I also disliked the lipid metabolism chapter coverage of HDL-cholesterol in particular. In the coverage it is argued that: "Increased levels of this “good” cholesterol are associated with a decreased incidence of atherosclerosis; decreased levels correlate with increased atherosclerosis." and: "Those with high total cholesterol (with normal LDL and triglycerides) due to high HDL require no treatment; indeed, this abnormality appears to confer protection against atherosclerotic disease."
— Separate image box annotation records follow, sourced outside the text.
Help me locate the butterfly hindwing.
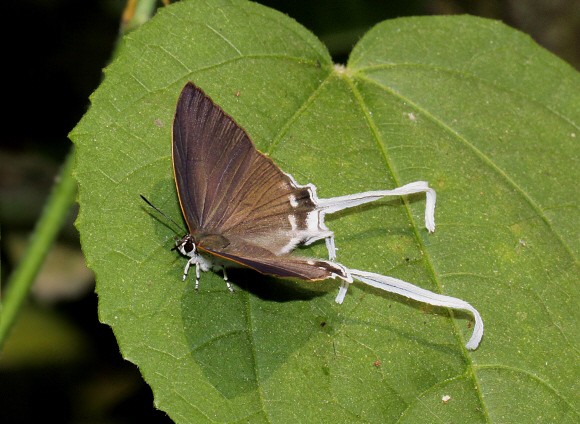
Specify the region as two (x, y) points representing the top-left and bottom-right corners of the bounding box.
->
(173, 83), (330, 254)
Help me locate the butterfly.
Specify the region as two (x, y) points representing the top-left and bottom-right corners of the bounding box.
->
(141, 82), (483, 348)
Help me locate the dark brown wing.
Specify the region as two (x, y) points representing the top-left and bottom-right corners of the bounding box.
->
(199, 242), (352, 282)
(173, 82), (330, 254)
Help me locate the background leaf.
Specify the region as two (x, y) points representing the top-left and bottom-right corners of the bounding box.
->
(71, 1), (580, 422)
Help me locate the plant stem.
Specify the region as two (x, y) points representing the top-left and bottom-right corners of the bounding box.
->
(0, 147), (77, 349)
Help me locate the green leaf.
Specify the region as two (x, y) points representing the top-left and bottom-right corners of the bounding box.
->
(71, 0), (580, 423)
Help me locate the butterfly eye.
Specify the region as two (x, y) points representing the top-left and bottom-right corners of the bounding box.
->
(182, 238), (195, 253)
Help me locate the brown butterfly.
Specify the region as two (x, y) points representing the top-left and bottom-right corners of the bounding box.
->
(141, 82), (483, 349)
(173, 82), (434, 289)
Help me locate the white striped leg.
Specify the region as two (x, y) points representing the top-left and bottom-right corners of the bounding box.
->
(222, 267), (234, 293)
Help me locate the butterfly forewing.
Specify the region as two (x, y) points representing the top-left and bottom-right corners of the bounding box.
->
(173, 83), (325, 254)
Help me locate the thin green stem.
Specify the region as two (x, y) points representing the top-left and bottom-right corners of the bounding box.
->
(0, 147), (77, 349)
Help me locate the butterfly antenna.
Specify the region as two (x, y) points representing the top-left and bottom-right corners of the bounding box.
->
(139, 194), (187, 234)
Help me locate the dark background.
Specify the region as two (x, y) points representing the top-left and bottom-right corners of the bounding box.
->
(0, 0), (580, 424)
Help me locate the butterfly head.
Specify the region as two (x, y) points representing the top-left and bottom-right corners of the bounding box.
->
(174, 234), (197, 258)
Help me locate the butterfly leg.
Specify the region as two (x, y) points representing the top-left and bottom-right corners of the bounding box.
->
(324, 235), (336, 261)
(183, 258), (195, 281)
(195, 262), (201, 291)
(222, 267), (234, 293)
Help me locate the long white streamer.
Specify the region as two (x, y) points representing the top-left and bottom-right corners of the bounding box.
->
(336, 269), (483, 350)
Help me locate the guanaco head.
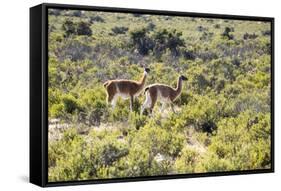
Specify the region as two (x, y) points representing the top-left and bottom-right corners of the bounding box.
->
(180, 75), (187, 81)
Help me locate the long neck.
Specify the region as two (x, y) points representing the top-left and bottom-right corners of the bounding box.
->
(139, 71), (147, 86)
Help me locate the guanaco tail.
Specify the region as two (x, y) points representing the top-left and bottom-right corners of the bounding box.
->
(103, 68), (150, 111)
(141, 75), (187, 113)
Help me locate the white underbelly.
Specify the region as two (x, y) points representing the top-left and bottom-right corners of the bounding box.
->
(116, 93), (130, 99)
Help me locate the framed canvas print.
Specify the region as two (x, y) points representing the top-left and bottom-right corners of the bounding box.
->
(30, 4), (274, 186)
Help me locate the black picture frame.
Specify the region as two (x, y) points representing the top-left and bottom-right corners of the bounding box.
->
(30, 3), (274, 187)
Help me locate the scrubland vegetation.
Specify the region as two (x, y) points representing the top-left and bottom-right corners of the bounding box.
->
(48, 9), (271, 182)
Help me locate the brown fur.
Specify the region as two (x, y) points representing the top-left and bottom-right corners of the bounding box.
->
(142, 76), (186, 111)
(103, 69), (147, 110)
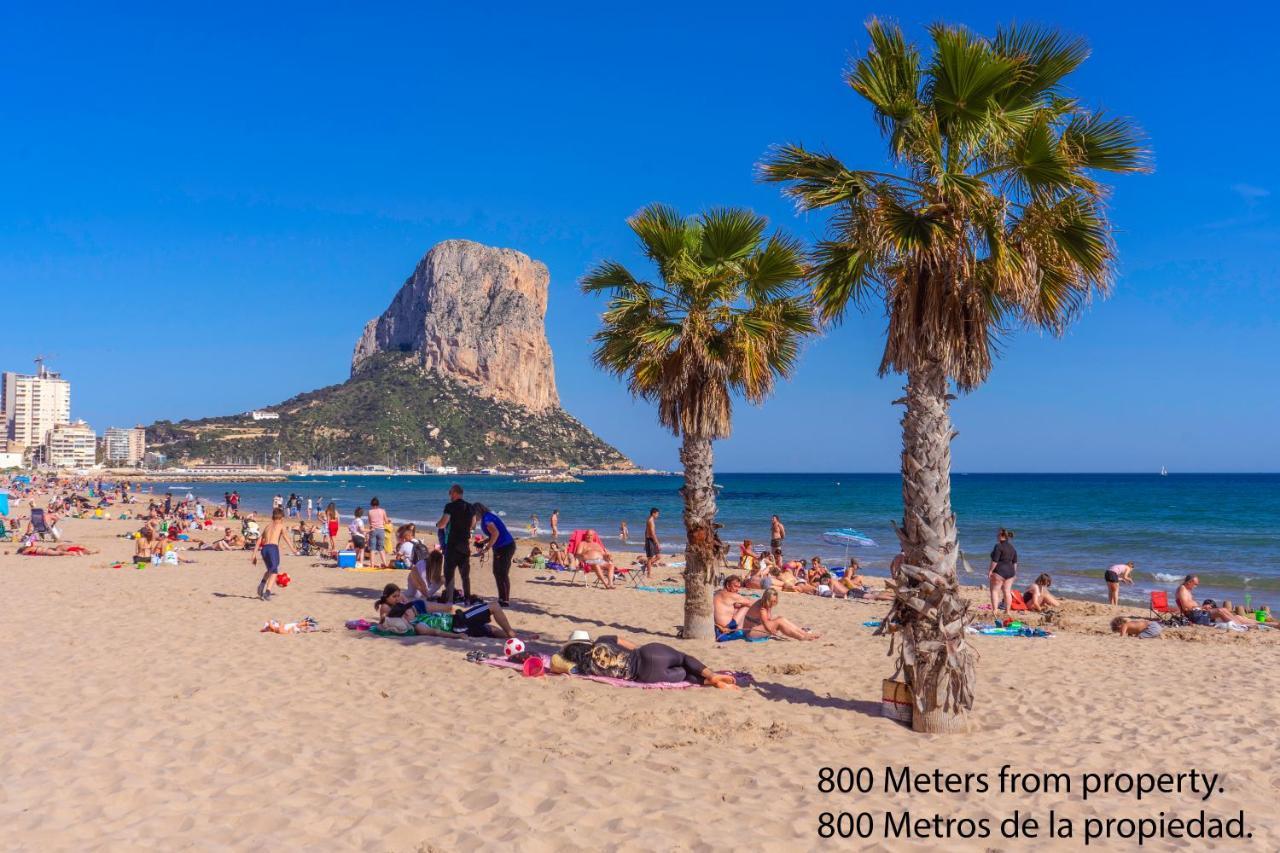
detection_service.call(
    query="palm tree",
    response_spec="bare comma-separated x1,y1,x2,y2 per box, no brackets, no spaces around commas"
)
582,205,814,639
760,19,1147,731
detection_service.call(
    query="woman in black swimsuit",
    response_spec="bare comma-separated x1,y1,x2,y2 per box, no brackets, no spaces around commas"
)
987,528,1018,613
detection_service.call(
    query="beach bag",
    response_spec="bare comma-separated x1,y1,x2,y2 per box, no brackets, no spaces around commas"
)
881,679,913,726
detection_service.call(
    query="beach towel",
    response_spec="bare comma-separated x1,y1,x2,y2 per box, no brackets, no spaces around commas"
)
716,628,774,643
476,654,754,690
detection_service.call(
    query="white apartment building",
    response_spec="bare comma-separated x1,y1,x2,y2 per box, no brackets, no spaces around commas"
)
45,420,97,467
0,365,72,448
102,427,147,465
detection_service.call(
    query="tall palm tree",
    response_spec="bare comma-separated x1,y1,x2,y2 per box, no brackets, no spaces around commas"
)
760,19,1147,731
582,205,814,639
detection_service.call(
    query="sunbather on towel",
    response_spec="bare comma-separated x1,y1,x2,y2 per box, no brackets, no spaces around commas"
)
575,530,614,589
552,631,739,690
374,584,538,639
712,575,751,634
18,542,97,557
1023,573,1060,612
742,588,822,640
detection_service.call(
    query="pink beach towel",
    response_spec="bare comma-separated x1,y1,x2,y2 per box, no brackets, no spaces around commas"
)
480,654,753,690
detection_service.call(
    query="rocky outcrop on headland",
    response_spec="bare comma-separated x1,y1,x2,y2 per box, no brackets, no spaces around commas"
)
351,240,559,412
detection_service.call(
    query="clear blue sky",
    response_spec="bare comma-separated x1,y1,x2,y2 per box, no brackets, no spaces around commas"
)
0,3,1280,471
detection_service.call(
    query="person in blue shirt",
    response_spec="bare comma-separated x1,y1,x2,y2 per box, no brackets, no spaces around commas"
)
471,503,516,607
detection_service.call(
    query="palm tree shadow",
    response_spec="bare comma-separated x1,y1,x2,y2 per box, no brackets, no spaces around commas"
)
755,681,882,720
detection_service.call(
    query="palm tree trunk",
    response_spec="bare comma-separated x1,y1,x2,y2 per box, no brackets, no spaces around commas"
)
891,361,974,733
680,435,719,639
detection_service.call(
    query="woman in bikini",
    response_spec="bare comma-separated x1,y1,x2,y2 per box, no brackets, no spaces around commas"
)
742,588,822,640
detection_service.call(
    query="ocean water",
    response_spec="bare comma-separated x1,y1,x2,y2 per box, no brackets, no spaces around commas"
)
155,474,1280,606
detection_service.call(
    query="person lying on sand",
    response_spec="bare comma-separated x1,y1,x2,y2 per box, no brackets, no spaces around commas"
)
374,584,538,639
742,588,822,640
1111,616,1165,639
550,631,739,690
18,542,97,557
196,528,244,551
712,575,751,634
1023,573,1061,613
575,530,614,589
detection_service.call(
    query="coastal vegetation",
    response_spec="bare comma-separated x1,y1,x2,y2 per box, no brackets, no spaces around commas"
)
760,19,1148,731
582,205,814,639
Here's on the other hand a few observations from Eckel et al.'s textbook Metabolic Risk for Cardiovascular Disease: "Although many individual molecular mechanisms involving HDL cholesterol are known from basic science, it is unknown which are the major ones in humans and how they fit together into a metabolic pathway for reverse cholesterol transport. On the one hand, we can confidently state that the involvement of HDL in mobilizing cellular cholesterol and delivering it to the liver, a process called reverse cholesterol transport, is essential for normal cholesterol homeostasis and necessary to prevent the development of atherosclerosis. But on the other hand, we do not have a way to evaluate how diet and drug interventions affect the critical function of HDL in reverse cholesterol transport. Thus, we are left with the imperfect surrogate marker, HDL concentration. [...] HDL has actions other than reverse cholesterol transport. HDL has anti-inflammatory actions related to its content of antioxidant enzymes such as paroxonase, and carries prooxidant enzymes such as phospholipases [67,68,71]. This raises the concept of “proinflammatory HDL,” supported by experiments in cell culture associating it with coronary atherosclerosis [...] Apolipoprotein C-III exists in HDL and may reduce its protective action to inhibit adhesion of monocytes to endothelial cells [34]. ApoC-III in HDL is not a protective marker for CHD, unlike ApoA-I, its principal protein; in fact, HDL apoC-III is associated with increased CHD [72,73] [...] Some agents affect HDL and TG in the same direction. Drinking alcoholic beverages and postmenopausal estrogen treatment raise HDL and TG. Testosterone lowers HDL and TG. Since we do not have a way as yet to evaluate the function of HDL in reverse cholesterol transport, we cannot be confident that these or any changes in HDL concentration affect atherosclerosis in the direction expected from the relation of HDL concentrations and CHD risk [59,65]. There is also no clear relation between genetic variants in enzymes or transporters in HDL metabolism that cause either very low or high HDL cholesterol concentrations and CHD [74]."

Neal in my opinion at the very least makes it out to be a lot simpler and cleaner than it actually is.